Apesar do sucesso da vacinação contra a Covid-19 na maior parte do Brasil, algumas cidades ficaram para trás. Até a última semana, em São Félix do Xingu, Sul do Pará, apenas 12,5% da população havia recebido a primeira dose do imunizante contra a doença, segundo dados apresentados pela prefeitura. Com isso, a cidade paraense tem a pior cobertura vacinal do país. A piauí comparou dados de vacinação publicados por governos municipais e estaduais em suas próprias plataformas. Segundo o Vacinômetro da Prefeitura de São Félix do Xingu, o município de 136 mil habitantes só aplicou a primeira dose em pouco mais de 16 mil pessoas até a última semana.
Procurados pela piauí, o secretário de Saúde de São Félix do Xingu, Raphael Antônio de Lima e Souza, e a coordenadora de Vigilância Epidemiológica, Tatiane Gomes da Silva, disseram que os dados apresentados no portal da prefeitura estão desatualizados. Os gestores, contudo, não souberam informar exatamente quantas doses ainda precisam entrar no sistema. O secretário afirmou que cerca de 40 mil habitantes já estariam vacinados no município. Já a chefe de Vigilância falou em 29 mil. Segundo a base de dados do governo do estado do Pará, a cidade recebeu 120 mil vacinas – o suficiente para garantir pelo menos a primeira dose de toda a população apta a receber o imunizante – mas só aplicou 22% delas, levando em conta as três rodadas de vacinação da campanha (primeira, segunda e terceira doses).
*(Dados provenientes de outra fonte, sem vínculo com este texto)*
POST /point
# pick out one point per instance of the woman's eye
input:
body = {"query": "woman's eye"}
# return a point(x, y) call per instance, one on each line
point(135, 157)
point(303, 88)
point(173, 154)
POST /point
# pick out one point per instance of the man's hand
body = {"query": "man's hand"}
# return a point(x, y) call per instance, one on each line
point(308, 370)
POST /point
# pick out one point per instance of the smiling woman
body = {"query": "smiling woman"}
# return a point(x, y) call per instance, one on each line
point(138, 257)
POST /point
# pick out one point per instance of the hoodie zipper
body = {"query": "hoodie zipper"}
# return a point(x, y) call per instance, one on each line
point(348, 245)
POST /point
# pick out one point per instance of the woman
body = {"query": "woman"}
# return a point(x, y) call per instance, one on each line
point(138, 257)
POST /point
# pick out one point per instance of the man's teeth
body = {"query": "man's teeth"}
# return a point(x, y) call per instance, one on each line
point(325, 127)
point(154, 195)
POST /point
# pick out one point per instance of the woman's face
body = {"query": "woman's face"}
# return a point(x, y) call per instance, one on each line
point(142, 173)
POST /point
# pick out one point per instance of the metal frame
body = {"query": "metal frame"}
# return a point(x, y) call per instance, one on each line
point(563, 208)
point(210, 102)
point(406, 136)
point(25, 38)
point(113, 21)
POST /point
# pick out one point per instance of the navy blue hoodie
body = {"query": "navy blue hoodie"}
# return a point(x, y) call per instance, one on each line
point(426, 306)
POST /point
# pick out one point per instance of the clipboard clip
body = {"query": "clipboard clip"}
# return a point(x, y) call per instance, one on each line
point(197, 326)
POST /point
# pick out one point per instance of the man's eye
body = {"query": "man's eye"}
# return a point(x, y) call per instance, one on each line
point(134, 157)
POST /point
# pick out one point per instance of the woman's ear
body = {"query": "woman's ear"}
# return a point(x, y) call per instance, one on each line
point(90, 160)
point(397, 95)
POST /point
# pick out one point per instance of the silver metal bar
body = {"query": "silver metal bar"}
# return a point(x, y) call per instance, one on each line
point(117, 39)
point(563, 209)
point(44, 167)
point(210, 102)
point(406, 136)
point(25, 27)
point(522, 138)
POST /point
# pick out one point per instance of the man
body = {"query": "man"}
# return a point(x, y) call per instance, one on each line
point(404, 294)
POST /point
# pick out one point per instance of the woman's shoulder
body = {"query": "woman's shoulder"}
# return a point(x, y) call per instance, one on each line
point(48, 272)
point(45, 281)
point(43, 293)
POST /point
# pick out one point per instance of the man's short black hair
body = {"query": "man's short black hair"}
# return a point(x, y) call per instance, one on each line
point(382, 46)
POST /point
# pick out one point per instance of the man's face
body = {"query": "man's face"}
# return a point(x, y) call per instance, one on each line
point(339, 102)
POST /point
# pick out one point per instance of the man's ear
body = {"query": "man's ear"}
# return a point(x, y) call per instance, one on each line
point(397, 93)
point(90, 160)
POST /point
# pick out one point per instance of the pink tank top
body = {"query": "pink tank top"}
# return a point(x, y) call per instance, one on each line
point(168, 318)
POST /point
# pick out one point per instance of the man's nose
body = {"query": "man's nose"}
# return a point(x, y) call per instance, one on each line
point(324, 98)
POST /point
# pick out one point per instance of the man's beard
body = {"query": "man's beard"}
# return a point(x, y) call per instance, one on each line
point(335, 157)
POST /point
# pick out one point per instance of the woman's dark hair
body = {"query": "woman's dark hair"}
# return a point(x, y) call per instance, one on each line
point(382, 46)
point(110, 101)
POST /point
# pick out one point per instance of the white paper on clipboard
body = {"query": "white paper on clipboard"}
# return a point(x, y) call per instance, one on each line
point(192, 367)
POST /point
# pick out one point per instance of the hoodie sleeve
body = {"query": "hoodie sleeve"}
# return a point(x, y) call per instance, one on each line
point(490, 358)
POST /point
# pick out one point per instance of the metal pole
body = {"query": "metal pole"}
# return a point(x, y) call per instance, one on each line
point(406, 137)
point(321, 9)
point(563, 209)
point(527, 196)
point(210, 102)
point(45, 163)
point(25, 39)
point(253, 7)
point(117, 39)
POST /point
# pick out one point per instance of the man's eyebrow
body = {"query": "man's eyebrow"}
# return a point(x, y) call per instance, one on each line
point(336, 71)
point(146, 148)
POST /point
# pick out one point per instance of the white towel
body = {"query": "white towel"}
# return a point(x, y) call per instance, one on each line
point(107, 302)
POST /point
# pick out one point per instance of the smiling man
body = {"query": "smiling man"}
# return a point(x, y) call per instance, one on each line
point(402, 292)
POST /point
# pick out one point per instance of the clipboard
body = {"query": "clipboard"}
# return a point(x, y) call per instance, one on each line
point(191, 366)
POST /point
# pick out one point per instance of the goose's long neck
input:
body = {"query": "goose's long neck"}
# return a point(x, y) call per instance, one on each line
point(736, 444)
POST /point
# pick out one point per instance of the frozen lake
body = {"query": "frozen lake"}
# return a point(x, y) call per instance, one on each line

Apesar da confusão dos números, tanto o secretário quanto a chefe de Vigilância reconhecem o atraso da cidade e classificam a cobertura vacinal como “baixa”. A explicação, para eles, é simples: a população rejeitou em massa a campanha de vacinação. A equipe da prefeitura tentou de tudo: sorteou um celular novo para quem completasse o esquema vacinal, promoveu competições entre equipes de vacinadores, deixou os postos abertos até às dez da noite – mas nada foi suficiente para convencer a maior parte da população a tomar o imunizante. “Agora só mandando prender quem não tomar vacina”, disse à piauí o secretário de Saúde Raphael Antônio, em tom jocoso. “Não há mais nada que possa ser feito.” Ele acredita que a política encarniçada do governo federal foi fator decisivo para a resistência dos xinguenses. “Os bolsonaristas não tomam vacina, não tem jeito”, diz. No primeiro turno das eleições presidenciais de 2018, mais da metade dos eleitores da cidade votaram em Jair Bolsonaro. No segundo, a proporção subiu para 60%.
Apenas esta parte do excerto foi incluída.